Christine Lacroix said...

I've been enjoying watching YouTube videos of Gordon Peterson ever since you introduced him to us on your blog. He's an interesting character. That was a brutal Globe and Mail critique and it has me wondering why so much ire. A 'faintly flickering intellect'? Wow. Have you seen these videos analyzing Peterson's communication style?

https://www.youtube.com/watch?v=hsQLksbfDSo
https://www.youtube.com/watch?v=nS9W-wlJHPA

Bryan Townsend said...

Thanks, Christine. I'm really glad both that you are enjoying Peterson's videos and that you made this comment. My respect for the Globe and Mail has fallen considerably in recent years and this just illustrates why. They do have one or two good commentators, but far too many like this. There was no actual argument there, nor did he cite much that Peterson actually says. It was a smear job pure and simple.

Thanks for those two clips. I had not seen them and the second one in particular is a very good analysis of a certain kind of tactic used a lot in debate these days. But Peterson is in rather a different league. He not only knows these tricks, but he is also a genuinely profound thinker. What he thinks comes from his own research--he is not parroting ideology like Cathy Newman.

Bryan Townsend said...

To be fair to the Globe and Mail they followed that very mean-spririted piece on Jordan Peterson with a much fairer one from their best commentator, Margaret Wente:

https://www.theglobeandmail.com/opinion/how-awful-is-jordan-peterson-anyway/article37864567/

Christine Lacroix said...

I had just written this comment when your new article came in. Yes, much more reasoned and fair.

Yes, as I said, I've enjoyed his presentations and he is very impressive. I wouldn't say Cathy Newman is 'parroting ideology'. She seemed to me to be sincere in her concerns. Too emotional to be reasonable maybe. She wasn't the right person to be debating with Peterson. It would have been more interesting to see him debate someone with a similar knowledge base but dissimilar views. I have been wondering why he has inspired such anger. I had a group of anthropologists and other social scientists in class one day years ago and I never forgot what one of them said. She said that from the first time humans banded together there has been tension caused by the need to deal with the needier members of the group in one way or another. The opposing views on how to manage the natural inequality in health, strength etc have never ceased to cause dissension. According to her, it was even reflected in the evolution of language with the appearance of words such as 'lazy’ 'selfish' etc.

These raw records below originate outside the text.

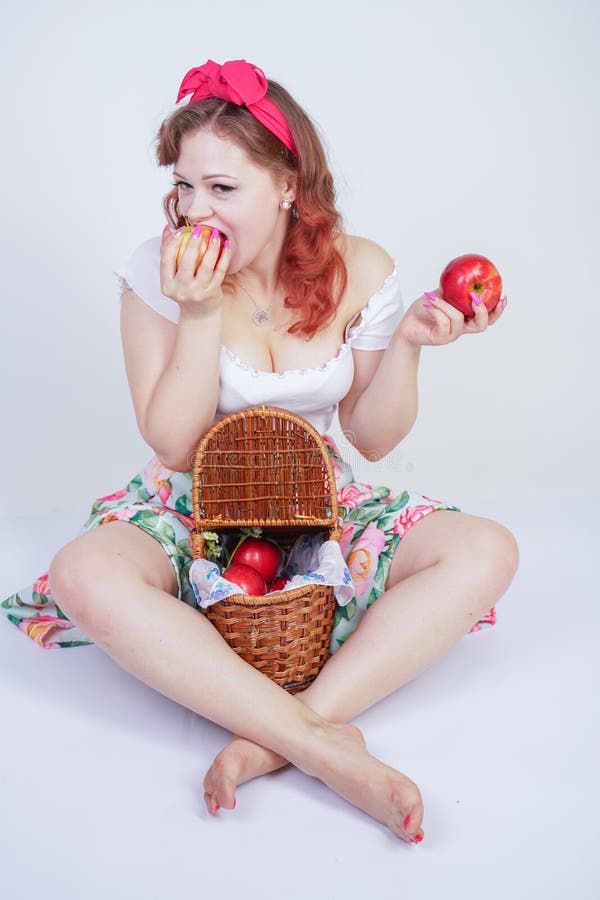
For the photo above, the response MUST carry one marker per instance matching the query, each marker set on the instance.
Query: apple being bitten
(203, 242)
(471, 274)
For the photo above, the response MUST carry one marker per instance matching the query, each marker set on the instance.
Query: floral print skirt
(159, 501)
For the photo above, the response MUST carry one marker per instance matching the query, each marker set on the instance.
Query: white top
(311, 393)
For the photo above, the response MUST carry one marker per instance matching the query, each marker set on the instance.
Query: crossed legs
(447, 572)
(117, 584)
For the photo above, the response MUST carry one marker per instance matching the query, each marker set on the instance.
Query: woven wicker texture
(267, 467)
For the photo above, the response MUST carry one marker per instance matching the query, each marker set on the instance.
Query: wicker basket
(267, 467)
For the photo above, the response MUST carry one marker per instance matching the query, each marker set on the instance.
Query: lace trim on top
(330, 362)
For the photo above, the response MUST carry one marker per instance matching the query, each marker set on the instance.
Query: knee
(71, 575)
(496, 549)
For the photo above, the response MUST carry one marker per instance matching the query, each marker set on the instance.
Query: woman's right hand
(198, 292)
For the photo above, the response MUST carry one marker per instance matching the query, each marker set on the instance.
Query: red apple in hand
(203, 242)
(250, 581)
(471, 274)
(264, 556)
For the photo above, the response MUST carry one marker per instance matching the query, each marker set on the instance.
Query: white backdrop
(451, 126)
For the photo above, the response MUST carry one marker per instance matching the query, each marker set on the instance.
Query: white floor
(102, 777)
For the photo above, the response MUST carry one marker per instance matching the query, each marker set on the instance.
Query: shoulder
(368, 265)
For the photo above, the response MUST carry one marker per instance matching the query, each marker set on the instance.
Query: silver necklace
(260, 314)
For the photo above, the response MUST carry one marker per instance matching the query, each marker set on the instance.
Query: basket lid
(263, 466)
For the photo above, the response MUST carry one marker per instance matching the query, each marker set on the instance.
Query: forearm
(387, 409)
(184, 402)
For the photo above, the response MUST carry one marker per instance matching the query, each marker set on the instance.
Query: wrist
(402, 342)
(207, 311)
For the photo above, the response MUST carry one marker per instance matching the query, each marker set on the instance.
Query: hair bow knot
(239, 82)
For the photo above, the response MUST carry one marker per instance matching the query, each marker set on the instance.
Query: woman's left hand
(430, 321)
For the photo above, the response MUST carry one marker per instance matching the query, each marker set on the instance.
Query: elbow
(177, 463)
(380, 445)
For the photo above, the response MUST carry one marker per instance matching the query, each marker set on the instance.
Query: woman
(289, 311)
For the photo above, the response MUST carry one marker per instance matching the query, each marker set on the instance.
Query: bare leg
(448, 571)
(116, 583)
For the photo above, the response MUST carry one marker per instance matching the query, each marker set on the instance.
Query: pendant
(260, 316)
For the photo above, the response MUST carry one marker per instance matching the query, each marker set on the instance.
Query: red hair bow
(241, 83)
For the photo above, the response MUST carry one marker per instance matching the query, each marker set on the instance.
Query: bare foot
(238, 762)
(344, 764)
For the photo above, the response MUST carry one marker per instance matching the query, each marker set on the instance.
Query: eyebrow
(208, 177)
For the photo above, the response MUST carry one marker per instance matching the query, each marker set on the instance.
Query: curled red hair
(312, 270)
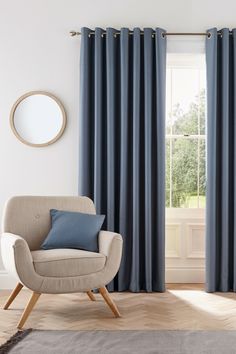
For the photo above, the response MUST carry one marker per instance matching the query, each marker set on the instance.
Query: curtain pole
(76, 33)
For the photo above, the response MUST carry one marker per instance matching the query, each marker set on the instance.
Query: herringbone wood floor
(180, 307)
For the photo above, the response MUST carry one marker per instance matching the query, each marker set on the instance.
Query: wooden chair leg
(28, 309)
(91, 295)
(106, 296)
(13, 295)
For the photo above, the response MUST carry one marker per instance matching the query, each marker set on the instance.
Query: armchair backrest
(29, 216)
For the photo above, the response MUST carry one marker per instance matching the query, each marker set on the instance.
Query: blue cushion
(73, 230)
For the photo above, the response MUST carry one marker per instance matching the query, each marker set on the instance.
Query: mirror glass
(38, 119)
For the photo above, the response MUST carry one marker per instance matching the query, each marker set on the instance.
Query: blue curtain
(221, 163)
(122, 145)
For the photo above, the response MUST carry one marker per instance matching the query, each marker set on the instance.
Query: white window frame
(180, 55)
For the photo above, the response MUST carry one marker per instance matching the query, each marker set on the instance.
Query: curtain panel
(221, 163)
(122, 146)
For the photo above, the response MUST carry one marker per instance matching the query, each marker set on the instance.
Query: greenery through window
(185, 137)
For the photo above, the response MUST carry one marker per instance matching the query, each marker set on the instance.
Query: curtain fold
(221, 183)
(122, 146)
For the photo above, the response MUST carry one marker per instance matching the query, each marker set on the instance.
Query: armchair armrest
(17, 260)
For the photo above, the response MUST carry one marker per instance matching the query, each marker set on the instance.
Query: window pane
(168, 101)
(167, 173)
(185, 90)
(202, 102)
(202, 173)
(185, 173)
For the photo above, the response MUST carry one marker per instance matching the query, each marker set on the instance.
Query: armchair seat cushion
(67, 262)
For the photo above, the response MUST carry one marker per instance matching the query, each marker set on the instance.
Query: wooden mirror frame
(31, 93)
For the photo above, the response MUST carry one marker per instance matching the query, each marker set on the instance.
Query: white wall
(36, 53)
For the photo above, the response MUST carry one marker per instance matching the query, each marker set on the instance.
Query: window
(185, 131)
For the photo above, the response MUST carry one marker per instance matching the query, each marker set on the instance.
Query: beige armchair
(26, 223)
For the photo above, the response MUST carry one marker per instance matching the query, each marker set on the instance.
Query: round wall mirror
(38, 118)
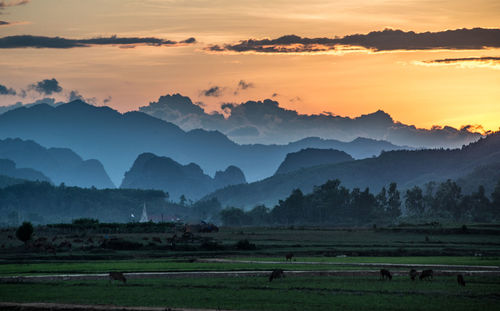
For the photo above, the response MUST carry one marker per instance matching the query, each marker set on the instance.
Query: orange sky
(351, 84)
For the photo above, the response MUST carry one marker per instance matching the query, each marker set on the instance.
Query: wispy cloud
(464, 62)
(28, 41)
(386, 40)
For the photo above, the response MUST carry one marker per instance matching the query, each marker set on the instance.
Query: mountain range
(60, 165)
(117, 139)
(267, 122)
(405, 167)
(162, 173)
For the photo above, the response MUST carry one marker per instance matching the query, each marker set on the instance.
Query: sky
(448, 84)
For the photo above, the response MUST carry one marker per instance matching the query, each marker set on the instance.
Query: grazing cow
(276, 274)
(426, 274)
(413, 274)
(385, 274)
(117, 276)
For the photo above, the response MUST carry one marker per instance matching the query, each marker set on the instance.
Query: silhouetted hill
(8, 168)
(61, 165)
(312, 157)
(116, 140)
(6, 181)
(161, 173)
(406, 168)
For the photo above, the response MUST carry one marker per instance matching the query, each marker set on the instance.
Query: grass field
(253, 293)
(315, 249)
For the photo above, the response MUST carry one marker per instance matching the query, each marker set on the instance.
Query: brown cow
(385, 274)
(413, 274)
(276, 274)
(426, 274)
(117, 276)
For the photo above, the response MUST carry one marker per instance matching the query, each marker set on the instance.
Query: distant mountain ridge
(266, 122)
(61, 165)
(8, 168)
(311, 157)
(151, 172)
(116, 140)
(406, 168)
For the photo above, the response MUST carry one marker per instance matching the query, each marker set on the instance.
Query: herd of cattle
(279, 273)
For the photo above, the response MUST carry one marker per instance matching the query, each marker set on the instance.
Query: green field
(253, 293)
(315, 249)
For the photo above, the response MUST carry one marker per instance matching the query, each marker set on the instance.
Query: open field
(256, 293)
(331, 267)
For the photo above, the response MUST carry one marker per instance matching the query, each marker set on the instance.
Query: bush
(25, 232)
(245, 245)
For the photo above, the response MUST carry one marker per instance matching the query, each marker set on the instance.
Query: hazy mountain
(61, 165)
(161, 173)
(8, 168)
(116, 140)
(312, 157)
(406, 168)
(266, 122)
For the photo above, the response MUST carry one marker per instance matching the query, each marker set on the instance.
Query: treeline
(333, 204)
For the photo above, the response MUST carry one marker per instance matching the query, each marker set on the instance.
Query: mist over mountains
(267, 123)
(162, 173)
(60, 165)
(116, 140)
(473, 165)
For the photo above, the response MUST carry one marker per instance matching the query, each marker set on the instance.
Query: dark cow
(426, 274)
(276, 274)
(385, 274)
(117, 276)
(413, 274)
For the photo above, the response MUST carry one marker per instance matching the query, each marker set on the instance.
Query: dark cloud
(464, 59)
(386, 40)
(47, 86)
(6, 91)
(266, 122)
(243, 85)
(214, 91)
(27, 41)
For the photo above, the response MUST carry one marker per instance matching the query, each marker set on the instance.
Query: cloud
(464, 59)
(6, 91)
(463, 62)
(243, 85)
(214, 91)
(47, 86)
(5, 4)
(267, 122)
(28, 41)
(386, 40)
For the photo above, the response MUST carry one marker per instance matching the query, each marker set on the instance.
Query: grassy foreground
(254, 293)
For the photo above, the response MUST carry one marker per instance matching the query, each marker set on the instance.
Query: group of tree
(333, 204)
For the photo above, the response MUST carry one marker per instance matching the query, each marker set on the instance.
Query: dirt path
(378, 265)
(12, 306)
(201, 274)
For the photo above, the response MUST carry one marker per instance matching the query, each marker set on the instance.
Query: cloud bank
(28, 41)
(268, 123)
(386, 40)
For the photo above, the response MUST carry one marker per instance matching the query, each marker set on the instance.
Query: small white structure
(144, 216)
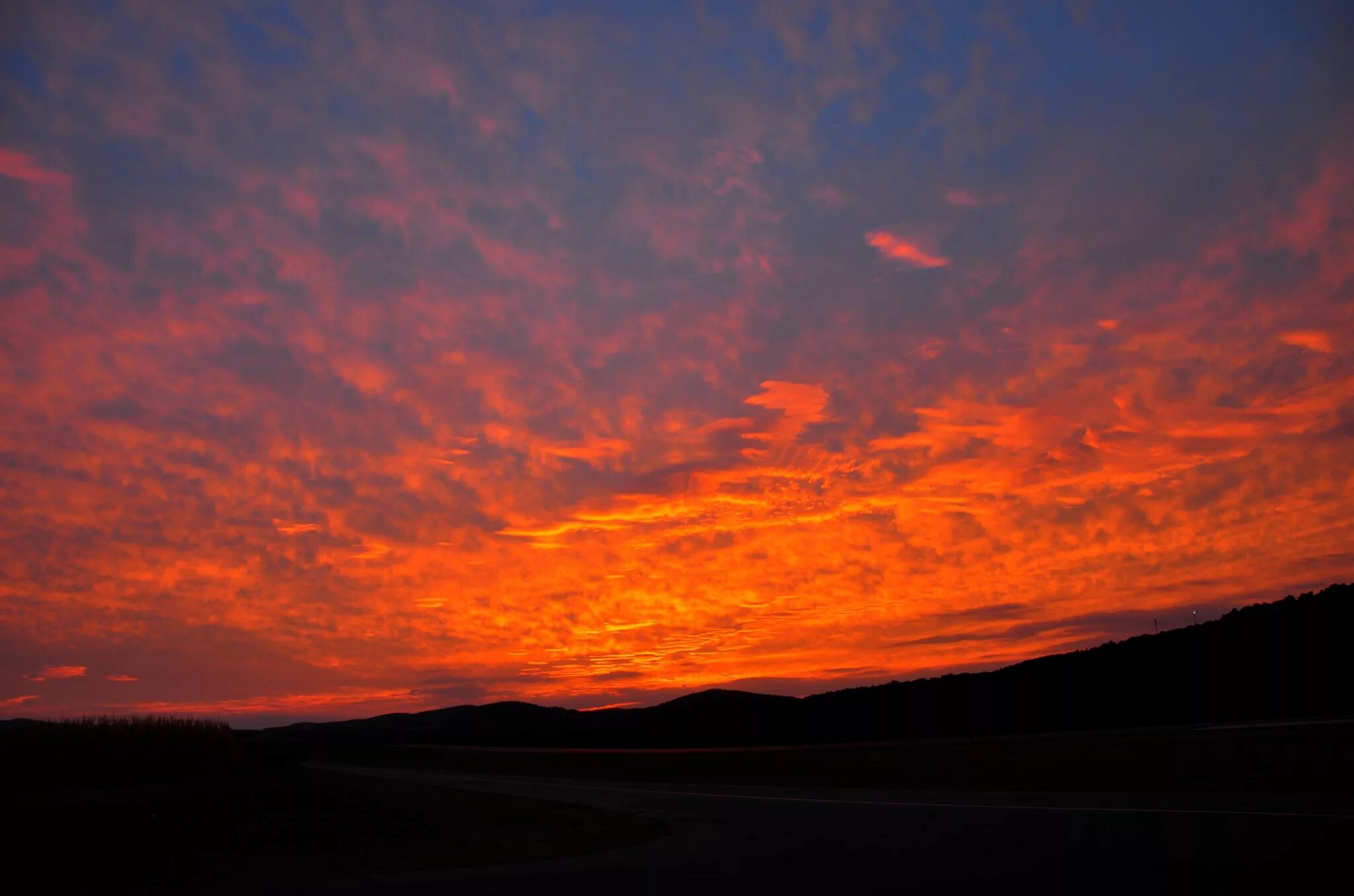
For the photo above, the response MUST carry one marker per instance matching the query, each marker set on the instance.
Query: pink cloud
(59, 672)
(893, 246)
(17, 702)
(20, 167)
(1311, 340)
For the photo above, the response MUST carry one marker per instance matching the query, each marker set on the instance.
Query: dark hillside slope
(1289, 658)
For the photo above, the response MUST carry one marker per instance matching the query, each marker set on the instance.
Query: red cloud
(59, 672)
(899, 249)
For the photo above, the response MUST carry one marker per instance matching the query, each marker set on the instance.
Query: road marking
(917, 804)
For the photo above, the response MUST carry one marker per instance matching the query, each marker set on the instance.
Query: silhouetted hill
(1269, 661)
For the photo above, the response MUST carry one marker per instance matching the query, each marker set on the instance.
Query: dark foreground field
(1168, 809)
(1314, 759)
(286, 829)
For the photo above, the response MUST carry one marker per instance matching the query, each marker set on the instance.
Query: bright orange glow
(397, 359)
(893, 246)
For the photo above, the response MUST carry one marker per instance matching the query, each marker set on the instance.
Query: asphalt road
(745, 839)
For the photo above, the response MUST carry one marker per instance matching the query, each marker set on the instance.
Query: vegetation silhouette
(1281, 659)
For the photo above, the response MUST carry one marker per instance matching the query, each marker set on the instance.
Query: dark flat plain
(737, 839)
(1165, 809)
(284, 830)
(1168, 809)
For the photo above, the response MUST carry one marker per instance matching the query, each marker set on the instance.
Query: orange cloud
(1311, 340)
(59, 672)
(899, 249)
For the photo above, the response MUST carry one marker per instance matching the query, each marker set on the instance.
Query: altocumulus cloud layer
(381, 356)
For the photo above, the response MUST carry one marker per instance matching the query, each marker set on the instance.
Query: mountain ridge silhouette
(1276, 659)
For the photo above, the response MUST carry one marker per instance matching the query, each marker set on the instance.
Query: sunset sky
(373, 357)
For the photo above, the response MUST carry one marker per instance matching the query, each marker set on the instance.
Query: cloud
(59, 672)
(899, 249)
(535, 357)
(1311, 340)
(10, 703)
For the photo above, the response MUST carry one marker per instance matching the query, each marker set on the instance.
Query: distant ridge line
(1276, 661)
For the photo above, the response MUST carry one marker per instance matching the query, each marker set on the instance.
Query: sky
(369, 357)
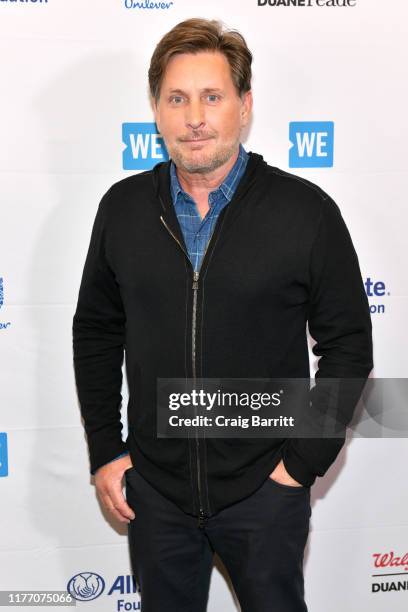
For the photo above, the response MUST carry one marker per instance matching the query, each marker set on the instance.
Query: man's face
(199, 113)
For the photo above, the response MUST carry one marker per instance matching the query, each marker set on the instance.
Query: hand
(108, 482)
(282, 476)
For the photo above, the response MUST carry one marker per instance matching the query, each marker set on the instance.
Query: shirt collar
(227, 186)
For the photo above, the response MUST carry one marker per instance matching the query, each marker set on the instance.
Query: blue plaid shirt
(197, 231)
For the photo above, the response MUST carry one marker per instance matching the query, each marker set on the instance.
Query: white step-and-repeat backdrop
(330, 104)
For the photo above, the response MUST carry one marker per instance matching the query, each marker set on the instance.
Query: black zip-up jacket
(280, 256)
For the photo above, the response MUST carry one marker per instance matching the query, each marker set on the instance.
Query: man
(210, 265)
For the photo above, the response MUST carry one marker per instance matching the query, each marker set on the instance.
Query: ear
(246, 108)
(156, 113)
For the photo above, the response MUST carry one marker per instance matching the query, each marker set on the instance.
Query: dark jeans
(260, 540)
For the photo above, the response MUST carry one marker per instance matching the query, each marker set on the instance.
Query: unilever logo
(311, 144)
(144, 147)
(86, 586)
(148, 4)
(2, 324)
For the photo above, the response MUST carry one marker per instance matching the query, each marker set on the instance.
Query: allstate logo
(86, 586)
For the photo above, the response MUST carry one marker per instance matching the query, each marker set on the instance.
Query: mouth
(196, 140)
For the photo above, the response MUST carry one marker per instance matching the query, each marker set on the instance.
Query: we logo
(311, 144)
(3, 455)
(144, 146)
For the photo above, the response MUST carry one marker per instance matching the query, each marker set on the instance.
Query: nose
(195, 114)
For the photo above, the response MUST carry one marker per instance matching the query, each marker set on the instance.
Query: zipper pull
(201, 518)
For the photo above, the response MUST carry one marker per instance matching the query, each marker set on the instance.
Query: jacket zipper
(196, 275)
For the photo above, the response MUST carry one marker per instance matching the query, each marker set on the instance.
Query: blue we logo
(311, 144)
(3, 455)
(144, 147)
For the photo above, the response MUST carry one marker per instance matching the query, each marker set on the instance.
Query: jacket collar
(166, 209)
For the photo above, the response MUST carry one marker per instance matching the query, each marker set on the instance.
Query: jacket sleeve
(98, 333)
(340, 323)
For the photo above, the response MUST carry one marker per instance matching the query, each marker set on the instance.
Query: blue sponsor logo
(376, 290)
(3, 454)
(148, 4)
(311, 144)
(3, 325)
(86, 586)
(144, 146)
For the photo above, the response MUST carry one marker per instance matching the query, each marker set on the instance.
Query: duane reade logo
(311, 144)
(321, 3)
(147, 4)
(144, 146)
(392, 569)
(3, 324)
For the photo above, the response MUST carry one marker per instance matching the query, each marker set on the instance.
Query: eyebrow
(204, 90)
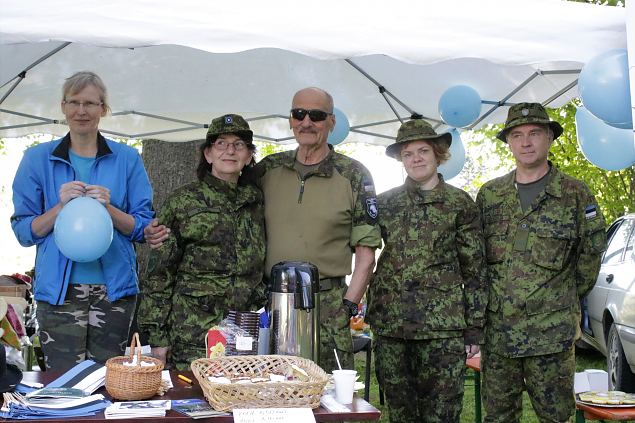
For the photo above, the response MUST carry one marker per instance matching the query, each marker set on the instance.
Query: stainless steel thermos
(295, 309)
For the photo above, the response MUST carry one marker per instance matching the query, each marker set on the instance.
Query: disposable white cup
(344, 385)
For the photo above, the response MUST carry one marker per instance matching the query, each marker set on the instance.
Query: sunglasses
(314, 114)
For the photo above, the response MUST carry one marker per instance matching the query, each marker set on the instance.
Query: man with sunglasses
(320, 207)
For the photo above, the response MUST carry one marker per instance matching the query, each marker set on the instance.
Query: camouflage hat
(415, 130)
(230, 124)
(522, 113)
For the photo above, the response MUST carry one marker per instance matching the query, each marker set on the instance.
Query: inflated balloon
(603, 145)
(342, 128)
(604, 87)
(453, 167)
(83, 229)
(460, 106)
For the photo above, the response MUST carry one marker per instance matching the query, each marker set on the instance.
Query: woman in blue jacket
(84, 310)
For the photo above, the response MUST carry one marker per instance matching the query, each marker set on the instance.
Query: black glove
(351, 306)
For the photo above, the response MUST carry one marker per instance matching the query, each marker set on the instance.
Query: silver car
(609, 324)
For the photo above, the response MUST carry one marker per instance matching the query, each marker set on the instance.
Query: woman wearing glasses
(213, 260)
(84, 308)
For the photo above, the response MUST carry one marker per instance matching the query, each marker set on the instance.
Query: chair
(364, 343)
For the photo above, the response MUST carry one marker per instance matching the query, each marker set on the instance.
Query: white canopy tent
(172, 66)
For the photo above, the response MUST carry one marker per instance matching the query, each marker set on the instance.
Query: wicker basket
(133, 383)
(226, 397)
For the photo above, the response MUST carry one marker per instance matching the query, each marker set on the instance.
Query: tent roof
(172, 66)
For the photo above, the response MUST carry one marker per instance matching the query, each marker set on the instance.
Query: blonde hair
(80, 80)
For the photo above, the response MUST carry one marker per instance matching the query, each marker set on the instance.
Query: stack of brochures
(67, 396)
(135, 409)
(196, 408)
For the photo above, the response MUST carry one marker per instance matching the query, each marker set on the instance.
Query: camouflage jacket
(429, 280)
(211, 263)
(540, 263)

But coming back to Peterson, if you accuse the 'bleeding heart' team of being Marxists and if you say that their bleeding hearts are really just resentment then the bleeding heart team will accuse the 'every man for himself' team of being selfish, lacking in empathy and so on. Most people know what their motivations are and don’t need to be informed. Peterson is basically dissing about 50% of the population of Canada with some of his comments even if he is right about the futility and dangers of legislating on what pronouns people must use or government intervention in general. I imagine that could be one reason for the wrath of the Globe and Mail author and other assorted YouTube trolls.

Bryan Townsend said...

Christine, this is a very welcome and thoughtful comment. I think that Peterson's fame or notoriety stems from an imbalance in our society. The left, who usually start out with the best of motives, always seem to end up at an extreme. Peterson's passion comes partly from his perception that the characterizing of great swaths of the population as victims of some sort is profoundly damaging psychologically. The reason for doing this is that it is very useful, politically, to a certain group in society that finds it gives them political power. They are going to keep on doing it until it stops working. To misquote Peterson slightly: "Socialists are always just a few executions away from utopia."

Peterson is saying what is forbidden to say in Canada's political environment, and this is exactly why it needs to be said. As you say, there are two teams, but one of the teams has been running scared for a long time now, which lets the other team get away with a lot of nonsense.